Attack Force Graph

Automation & Frontend

2021

Generate JSON force-directed/ node graph data from MITRE’s ATTACK framework and visualize it interactively.

View GitHub Repo

About:

• Project I wanted to do as soon as I learned about force-directed graphs and the MITRE ATT&CK data seemed like a great candidate.
• Second goal was to brush up on creating unique elements in preparation to a project I worked on during my 2021 internship.
• Frontend done without React/ other JS frameworks given how small the project is.
• Python script generates a node->link connection.

Demo:

• View Demo (GitHub Pages)

Preview:

What?

• Generate JSON force-graph data nodes and links from the MITRE ATTACK Framework based on your preferences. (graph_generator.py)

• Use that data to visualize your results with a UI tailored around the ATTACK data. (frontend directory)

• The JSON data generated is formatted for use with @vasturiano’s awesome various force-directed graph projects. (Tested and works on both 2D and 3D versions)
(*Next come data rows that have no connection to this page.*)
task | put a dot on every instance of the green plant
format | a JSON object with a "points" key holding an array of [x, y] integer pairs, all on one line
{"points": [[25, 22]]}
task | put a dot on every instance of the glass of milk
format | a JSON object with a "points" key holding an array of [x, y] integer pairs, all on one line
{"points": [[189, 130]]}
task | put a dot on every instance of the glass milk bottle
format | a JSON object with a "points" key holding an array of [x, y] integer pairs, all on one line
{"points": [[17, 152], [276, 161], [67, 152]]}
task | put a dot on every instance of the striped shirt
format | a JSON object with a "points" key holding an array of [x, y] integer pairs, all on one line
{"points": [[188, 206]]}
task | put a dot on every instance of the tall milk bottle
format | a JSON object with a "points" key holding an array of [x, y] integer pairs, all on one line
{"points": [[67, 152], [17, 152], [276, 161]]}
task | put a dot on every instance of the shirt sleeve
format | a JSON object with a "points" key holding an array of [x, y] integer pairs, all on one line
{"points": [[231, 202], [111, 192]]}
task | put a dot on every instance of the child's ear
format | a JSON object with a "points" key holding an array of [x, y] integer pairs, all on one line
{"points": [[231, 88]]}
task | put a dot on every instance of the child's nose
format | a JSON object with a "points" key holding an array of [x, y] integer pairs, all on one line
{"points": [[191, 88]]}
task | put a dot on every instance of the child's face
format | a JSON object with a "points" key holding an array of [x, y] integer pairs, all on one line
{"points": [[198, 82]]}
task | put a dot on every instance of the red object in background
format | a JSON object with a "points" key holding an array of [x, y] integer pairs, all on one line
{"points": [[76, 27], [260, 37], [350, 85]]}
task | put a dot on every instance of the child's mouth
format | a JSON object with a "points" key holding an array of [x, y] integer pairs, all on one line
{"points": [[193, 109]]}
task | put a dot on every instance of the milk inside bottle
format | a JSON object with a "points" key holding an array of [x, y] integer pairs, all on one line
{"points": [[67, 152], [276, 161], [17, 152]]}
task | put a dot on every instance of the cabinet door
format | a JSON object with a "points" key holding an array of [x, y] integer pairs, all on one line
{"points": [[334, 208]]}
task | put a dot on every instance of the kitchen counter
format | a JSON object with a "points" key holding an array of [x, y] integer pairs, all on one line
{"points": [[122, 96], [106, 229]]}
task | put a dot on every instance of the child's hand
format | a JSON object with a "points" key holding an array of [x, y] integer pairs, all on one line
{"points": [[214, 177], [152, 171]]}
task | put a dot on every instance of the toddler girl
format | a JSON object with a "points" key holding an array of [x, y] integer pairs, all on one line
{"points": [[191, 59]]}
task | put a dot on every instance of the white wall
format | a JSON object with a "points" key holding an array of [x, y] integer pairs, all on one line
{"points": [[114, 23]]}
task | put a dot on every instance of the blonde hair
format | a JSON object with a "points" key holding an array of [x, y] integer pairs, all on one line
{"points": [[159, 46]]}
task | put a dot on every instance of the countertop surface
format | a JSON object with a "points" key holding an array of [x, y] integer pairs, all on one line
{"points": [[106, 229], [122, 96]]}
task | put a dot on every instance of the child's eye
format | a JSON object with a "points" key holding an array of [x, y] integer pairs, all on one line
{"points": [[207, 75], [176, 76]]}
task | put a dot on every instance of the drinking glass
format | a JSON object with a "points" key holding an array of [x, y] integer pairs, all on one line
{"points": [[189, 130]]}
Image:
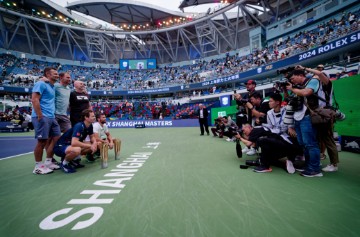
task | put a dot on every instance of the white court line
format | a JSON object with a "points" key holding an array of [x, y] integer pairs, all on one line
{"points": [[9, 157]]}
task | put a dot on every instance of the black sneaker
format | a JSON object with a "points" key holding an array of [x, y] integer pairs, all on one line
{"points": [[262, 169], [90, 158], [76, 164], [311, 174], [55, 162]]}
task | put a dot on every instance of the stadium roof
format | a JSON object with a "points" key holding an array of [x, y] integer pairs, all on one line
{"points": [[123, 11]]}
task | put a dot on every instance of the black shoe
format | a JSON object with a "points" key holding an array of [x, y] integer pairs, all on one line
{"points": [[90, 158], [76, 164], [55, 162]]}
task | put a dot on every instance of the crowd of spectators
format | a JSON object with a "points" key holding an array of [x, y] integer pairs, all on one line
{"points": [[22, 72], [138, 110]]}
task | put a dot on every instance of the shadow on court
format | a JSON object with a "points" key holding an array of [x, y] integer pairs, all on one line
{"points": [[12, 146]]}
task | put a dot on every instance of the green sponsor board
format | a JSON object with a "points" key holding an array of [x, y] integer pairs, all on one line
{"points": [[222, 111]]}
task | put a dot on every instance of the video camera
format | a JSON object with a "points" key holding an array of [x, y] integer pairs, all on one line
{"points": [[244, 101], [285, 70], [280, 86]]}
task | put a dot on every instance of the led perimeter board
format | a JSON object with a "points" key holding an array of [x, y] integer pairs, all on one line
{"points": [[137, 64]]}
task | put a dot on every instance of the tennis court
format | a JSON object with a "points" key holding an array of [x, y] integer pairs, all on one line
{"points": [[173, 182]]}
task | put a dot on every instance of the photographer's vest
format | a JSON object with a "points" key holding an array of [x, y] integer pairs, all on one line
{"points": [[312, 100]]}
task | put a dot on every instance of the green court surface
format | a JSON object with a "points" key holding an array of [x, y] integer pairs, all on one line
{"points": [[185, 185]]}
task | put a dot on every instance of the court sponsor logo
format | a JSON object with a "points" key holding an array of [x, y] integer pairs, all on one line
{"points": [[114, 182]]}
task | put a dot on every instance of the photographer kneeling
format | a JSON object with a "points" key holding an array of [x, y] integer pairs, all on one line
{"points": [[273, 146], [306, 88], [219, 127], [258, 108]]}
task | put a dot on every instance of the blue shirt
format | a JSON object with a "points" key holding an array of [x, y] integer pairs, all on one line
{"points": [[79, 130], [313, 84], [47, 99]]}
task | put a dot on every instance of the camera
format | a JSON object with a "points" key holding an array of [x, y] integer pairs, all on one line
{"points": [[295, 103], [244, 101], [285, 70], [279, 86], [339, 116]]}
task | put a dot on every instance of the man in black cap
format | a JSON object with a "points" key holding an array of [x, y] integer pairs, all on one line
{"points": [[244, 115]]}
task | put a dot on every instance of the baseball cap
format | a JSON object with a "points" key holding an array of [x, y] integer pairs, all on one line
{"points": [[249, 82]]}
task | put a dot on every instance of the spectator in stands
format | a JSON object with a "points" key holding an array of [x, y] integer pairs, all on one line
{"points": [[71, 144], [203, 117], [45, 124], [62, 98], [79, 101]]}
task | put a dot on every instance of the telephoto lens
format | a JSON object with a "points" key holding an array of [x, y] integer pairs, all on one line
{"points": [[339, 116], [252, 162]]}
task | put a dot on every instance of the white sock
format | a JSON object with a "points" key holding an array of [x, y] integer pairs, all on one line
{"points": [[48, 160]]}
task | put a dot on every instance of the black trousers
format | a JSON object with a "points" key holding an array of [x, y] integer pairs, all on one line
{"points": [[203, 124]]}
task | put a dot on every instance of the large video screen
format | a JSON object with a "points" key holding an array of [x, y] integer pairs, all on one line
{"points": [[137, 64]]}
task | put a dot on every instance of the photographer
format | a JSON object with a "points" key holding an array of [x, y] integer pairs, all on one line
{"points": [[219, 127], [325, 131], [273, 147], [258, 107], [230, 128], [306, 88], [244, 115]]}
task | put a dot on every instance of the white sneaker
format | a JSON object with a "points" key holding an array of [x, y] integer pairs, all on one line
{"points": [[251, 152], [42, 169], [246, 149], [290, 167], [52, 166], [330, 168]]}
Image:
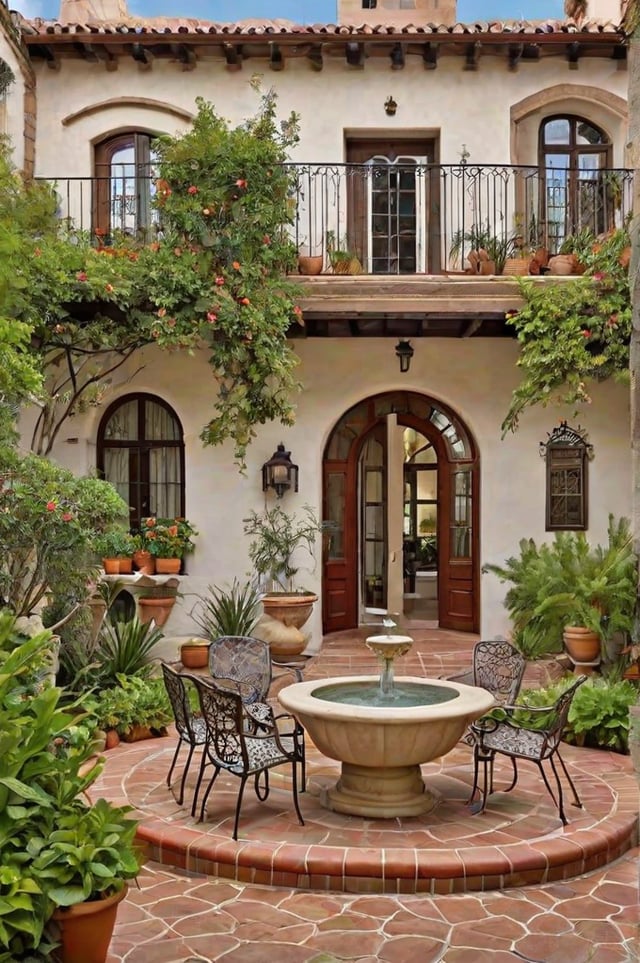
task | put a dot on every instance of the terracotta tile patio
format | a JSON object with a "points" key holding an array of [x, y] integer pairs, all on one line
{"points": [[446, 886]]}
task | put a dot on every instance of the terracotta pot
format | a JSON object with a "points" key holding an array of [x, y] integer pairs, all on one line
{"points": [[582, 644], [310, 264], [168, 566], [291, 610], [144, 562], [194, 655], [157, 609], [86, 929]]}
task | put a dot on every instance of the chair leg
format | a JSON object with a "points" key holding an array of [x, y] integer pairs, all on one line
{"points": [[173, 764], [557, 801], [209, 788], [184, 774], [294, 778], [243, 782], [514, 766], [576, 798]]}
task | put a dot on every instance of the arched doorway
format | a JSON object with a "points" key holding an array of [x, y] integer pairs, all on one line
{"points": [[400, 489]]}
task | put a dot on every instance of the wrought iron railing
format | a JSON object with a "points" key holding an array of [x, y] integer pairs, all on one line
{"points": [[386, 218]]}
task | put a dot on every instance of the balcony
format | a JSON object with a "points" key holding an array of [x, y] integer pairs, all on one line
{"points": [[394, 244], [393, 219]]}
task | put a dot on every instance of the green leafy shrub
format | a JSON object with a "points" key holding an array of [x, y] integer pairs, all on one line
{"points": [[230, 611]]}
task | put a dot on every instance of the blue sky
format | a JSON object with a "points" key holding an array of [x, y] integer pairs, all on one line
{"points": [[302, 11]]}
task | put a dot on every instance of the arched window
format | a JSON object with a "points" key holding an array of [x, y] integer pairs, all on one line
{"points": [[578, 188], [141, 452], [125, 186]]}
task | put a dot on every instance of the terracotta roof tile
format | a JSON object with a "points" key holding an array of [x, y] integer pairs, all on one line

• At the moment you can do the following combinations:

  1. Group -> Group Tools -> Group Tool Techniques:
     • Each group (APT) node will be linked to the corresponding tools/ software the group uses along.
     • Total node connections: (group * n group tools * n tool techniques)
  2. Group -> Group Tools/ Software:
     • Links just the tools without fetching tool techniques data
     • Total node connections: (group * n group tools)
  3. Groups Only
     • A node for each group will be generated but no links. (What would you link a group to?!)
     • Total node connections: 0
  4. Other
     • You can generate standalone nodes of groups or group tools/ software.

Why?

• Draw conclusions and spot patterns fast thanks to the power of data visualization.
• Present compelling data stakeholders can easily understand and interact with.
• Force-directed graphs are seriously… 😎 cool

How?

• The graph generator script uses @Cyb3rWard0g’s ATTACK-Python-Client to build the ATTACK graph data. Having used MITRE’s STIX… just use Roberto’s package.
  • Lift requests are network requests and can be time-consuming. Efficiency improvements planned after the main portion is done.
• The 3D graph in the UI is the 3D version of vasturiano’s awesome JS force-directed graphs.

Example Demos:

• Full ATTACK data demo with UI

• Graphs Only:
  • Example 0: Only Group Nodes
  • Example 1: Group -> Tool(s)
  • Example 2: Group -> Group Tool(s) -> Tool Technique(s)
  • Example 3 - ALL Group -> Tools -> Techniques (1MB of JSON Data)

Examples:

• View Example 0: Only Group Nodes
• View Example 1: Group -> Tool(s)
• View Example 2: Group -> Group Tool(s) -> Tool Technique(s)
• View Example 3 - ALL Group -> Tools -> Techniques (1MB of JSON Data)

Data Preview:

• NOTE: Specific values are not part of the MITRE ATTACK Framework:

  • Group: affiliation - This is subjective and can be problematic, so it is up to your assessment to evaluate which group is affiliated with whom.
  • Group: targets - Work-in-progress for defaults but hard to maintain over time given that it is not part of the ATTACK framework.
  • Group: speciality - Work-in-progress and is much easier to maintain.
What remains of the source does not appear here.